Or is it having to endure your own bad acting and inability to be brutally honest to a friend who now looks like a waxy mannequin with a look of permanent surprise?

Over the past decade, in hotels and villas large and small, city and country, tropical and Nordic, I’ve played lead role in countless performances of a show that I’ve dubbed What The Decorator Did. There may be variations to the script, but the cast is usually the same, featuring an over-excited public relations person and equally enthusiastic general manager eager to reveal their freshly renovated wings and just-completed junior suites by known architects, celebrity designers and nieces of the owner.

I play the loyal guest who’s been staying there for years and returns time and again because there’s a wonderful lived-in charm about the lurid yellow tiles on the pillars around the pool, the solid writing desks with their leather blotting pads and the well-worn bannisters oiled by decades of hands pulling exhausted feet up the stairs after long sessions in the bar. I like this hotel because it was so well-designed three-quarters of a century ago that it doesn’t need anything else other than layer of paint and the odd communications upgrade.

With much small talk, I’m escorted by the hotel team down the corridor of their renovated wing. Already I start to feel a bit dizzy because I notice that the old doors have been reveneered with a dark fake wood and that the dim lighting has been replaced by the cold glow of low-energy bulbs that make passing guests look like ghouls. Halfway down the corridor the PR takes out a keycard that still doesn’t work after five swipes but on the sixth insertion the green light comes to life and the door scrapes open.

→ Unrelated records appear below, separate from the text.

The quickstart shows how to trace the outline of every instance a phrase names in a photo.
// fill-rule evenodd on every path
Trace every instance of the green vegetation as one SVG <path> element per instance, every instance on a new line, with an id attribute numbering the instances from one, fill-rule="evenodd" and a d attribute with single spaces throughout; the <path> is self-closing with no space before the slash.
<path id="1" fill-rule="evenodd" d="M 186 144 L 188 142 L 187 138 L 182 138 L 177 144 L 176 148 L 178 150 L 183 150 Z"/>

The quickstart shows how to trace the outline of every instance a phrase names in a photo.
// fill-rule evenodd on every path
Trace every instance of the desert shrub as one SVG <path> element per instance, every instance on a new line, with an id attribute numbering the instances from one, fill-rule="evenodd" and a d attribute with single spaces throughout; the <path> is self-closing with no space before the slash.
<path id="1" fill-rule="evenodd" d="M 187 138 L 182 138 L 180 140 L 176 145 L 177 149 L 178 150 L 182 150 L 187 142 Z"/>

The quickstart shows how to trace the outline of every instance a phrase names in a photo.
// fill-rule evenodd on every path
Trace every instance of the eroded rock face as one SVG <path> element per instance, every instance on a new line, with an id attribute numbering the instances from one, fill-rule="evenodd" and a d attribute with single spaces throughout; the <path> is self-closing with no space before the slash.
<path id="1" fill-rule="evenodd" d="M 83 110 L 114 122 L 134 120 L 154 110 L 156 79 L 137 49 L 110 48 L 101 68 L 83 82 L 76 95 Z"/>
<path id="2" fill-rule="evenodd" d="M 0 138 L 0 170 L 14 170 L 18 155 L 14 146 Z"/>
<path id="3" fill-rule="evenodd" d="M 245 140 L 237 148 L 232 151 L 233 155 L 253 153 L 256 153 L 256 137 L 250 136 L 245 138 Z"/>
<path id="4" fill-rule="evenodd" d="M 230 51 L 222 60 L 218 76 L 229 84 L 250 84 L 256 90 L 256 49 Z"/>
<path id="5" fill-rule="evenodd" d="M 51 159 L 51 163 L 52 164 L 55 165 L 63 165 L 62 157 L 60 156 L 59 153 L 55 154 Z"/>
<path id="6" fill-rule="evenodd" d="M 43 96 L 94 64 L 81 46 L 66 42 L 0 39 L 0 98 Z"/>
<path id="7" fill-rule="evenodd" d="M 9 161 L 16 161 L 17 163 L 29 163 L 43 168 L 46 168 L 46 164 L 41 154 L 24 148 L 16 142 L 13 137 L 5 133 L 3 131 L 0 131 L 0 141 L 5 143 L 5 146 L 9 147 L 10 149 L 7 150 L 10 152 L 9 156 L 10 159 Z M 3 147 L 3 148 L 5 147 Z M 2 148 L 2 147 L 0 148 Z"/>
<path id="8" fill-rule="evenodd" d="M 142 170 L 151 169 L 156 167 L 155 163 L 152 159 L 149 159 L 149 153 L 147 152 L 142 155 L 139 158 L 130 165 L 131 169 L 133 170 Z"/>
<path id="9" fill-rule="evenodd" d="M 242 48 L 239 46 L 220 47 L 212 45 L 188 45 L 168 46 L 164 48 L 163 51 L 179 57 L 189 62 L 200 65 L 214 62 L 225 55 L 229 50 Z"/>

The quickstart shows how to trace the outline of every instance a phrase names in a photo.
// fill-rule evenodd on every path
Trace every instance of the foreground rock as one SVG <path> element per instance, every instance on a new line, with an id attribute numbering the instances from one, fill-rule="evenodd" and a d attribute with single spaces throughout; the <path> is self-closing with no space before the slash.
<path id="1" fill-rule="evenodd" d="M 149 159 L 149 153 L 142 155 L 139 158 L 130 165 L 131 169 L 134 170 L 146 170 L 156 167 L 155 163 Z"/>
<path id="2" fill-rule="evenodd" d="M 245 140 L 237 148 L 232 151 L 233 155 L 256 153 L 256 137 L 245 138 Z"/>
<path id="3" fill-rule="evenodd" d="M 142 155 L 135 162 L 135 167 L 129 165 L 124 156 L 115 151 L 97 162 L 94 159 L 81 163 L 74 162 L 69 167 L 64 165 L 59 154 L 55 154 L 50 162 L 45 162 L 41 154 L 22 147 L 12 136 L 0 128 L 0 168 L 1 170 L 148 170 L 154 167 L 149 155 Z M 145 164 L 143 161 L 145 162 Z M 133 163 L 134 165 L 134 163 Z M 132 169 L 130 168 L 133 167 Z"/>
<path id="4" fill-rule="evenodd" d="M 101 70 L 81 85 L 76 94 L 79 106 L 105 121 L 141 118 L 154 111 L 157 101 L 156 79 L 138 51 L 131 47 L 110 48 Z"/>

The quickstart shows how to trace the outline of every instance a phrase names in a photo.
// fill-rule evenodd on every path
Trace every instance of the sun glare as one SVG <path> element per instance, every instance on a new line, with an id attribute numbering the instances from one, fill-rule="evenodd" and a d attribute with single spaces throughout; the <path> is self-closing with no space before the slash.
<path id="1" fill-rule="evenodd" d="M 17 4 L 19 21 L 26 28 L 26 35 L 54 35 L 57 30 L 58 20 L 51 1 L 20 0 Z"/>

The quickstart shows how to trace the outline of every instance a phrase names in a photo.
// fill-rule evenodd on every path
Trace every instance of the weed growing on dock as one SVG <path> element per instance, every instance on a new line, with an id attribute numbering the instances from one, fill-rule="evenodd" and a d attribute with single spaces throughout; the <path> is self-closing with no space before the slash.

Inside, the keycard is inserted into the power slot and the room comes to life. I wince. The heavy green armchair that once sat in the corner is gone, replaced with a modern, modular unit crammed in so tight that it struggles to breathe. The writing desk has been usurped by something spindly and metallic, like an up-ended easel. Covering the bed are a dozen pillows and a bedspread made out of “five ancient saris”.

There’s also a dreadful scent being pumped out by one of those little plug-in deodorisers, and while I’m struggling to find something to say, the general manager pulls open a large door to reveal a mini-bar that’s been rebranded as the “water library”. My hosts look at me with expectant smiles and I stare back speechless. “Is the whole hotel going to look like this?” That’s all I can manage to get out. “Oh yes, the last of the old rooms will be gone by the end of the month,” they reply.

I’ve never spent that much time researching what they teach at the world’s great hotel schools, but I suspect they don’t devote too many hours to the fine art of leaving well alone. They should.

One of the best things to come out of the current economic malaise is that some of the world’s finest hotels have been given a stay of execution from the decorators brought in to transform grand old properties in a bid to attract a younger audience.

On a recent visit to Hamburg, one hotel’s general manager apologised that work on the gym hadn’t started yet and that the room renovations had been pushed back to 2012. “We have the model suite all finished but you are going to have to wait two years to see this whole place transformed,” he said. I asked if it was really wise to spend all that money on a hotel that was perfectly fine just the way it was.

He looked slightly puzzled and said that research had showed that guests from emerging markets were looking for something sexier and trendy. I delicately pointed out that all those guests had vanished from the market – and I’m rather convinced I could feel the grand old hotel chuckle.